Sometimes the animation is just incredibly off. The attention to body language is superb and unsettling. The “camera” always shakes just a little. There are powerlines everywhere, and they are always buzzing. There is practically no background music in “Serial Experiments.” And there is always something going on with the lighting.



Just…something.
This thing is dense. It’s stuffed full of references to philosophy, coding, and literature that assume you’re already in on the joke and do not apologize. If you want to take your own stab at interpretation, you can find the whole series here on Funimation’s YouTube.
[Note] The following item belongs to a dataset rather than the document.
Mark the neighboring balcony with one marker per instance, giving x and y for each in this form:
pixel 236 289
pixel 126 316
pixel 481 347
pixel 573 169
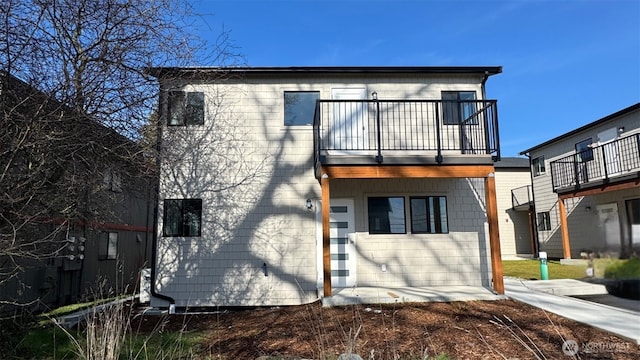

Plug in a headset, sit in a claustrophobic space, and give it a watch. I guarantee you’ll feel like aliens and the government are watching you by the end.
Well, that’s my list! Hope you found something new, humorous, or horrifying. Currently my posts are going a couple days apart–that might keep up for a little while. Until next time!
I couldn’t make it through Serial Experiments Lain. It was like watching too much Monty Python’s Flying Circus. After a while my brain would just give up and I’d fall asleep.
I know what you mean–I multi-tasked my way through the first time, but the second time through it’s way more coherent and way more upsetting.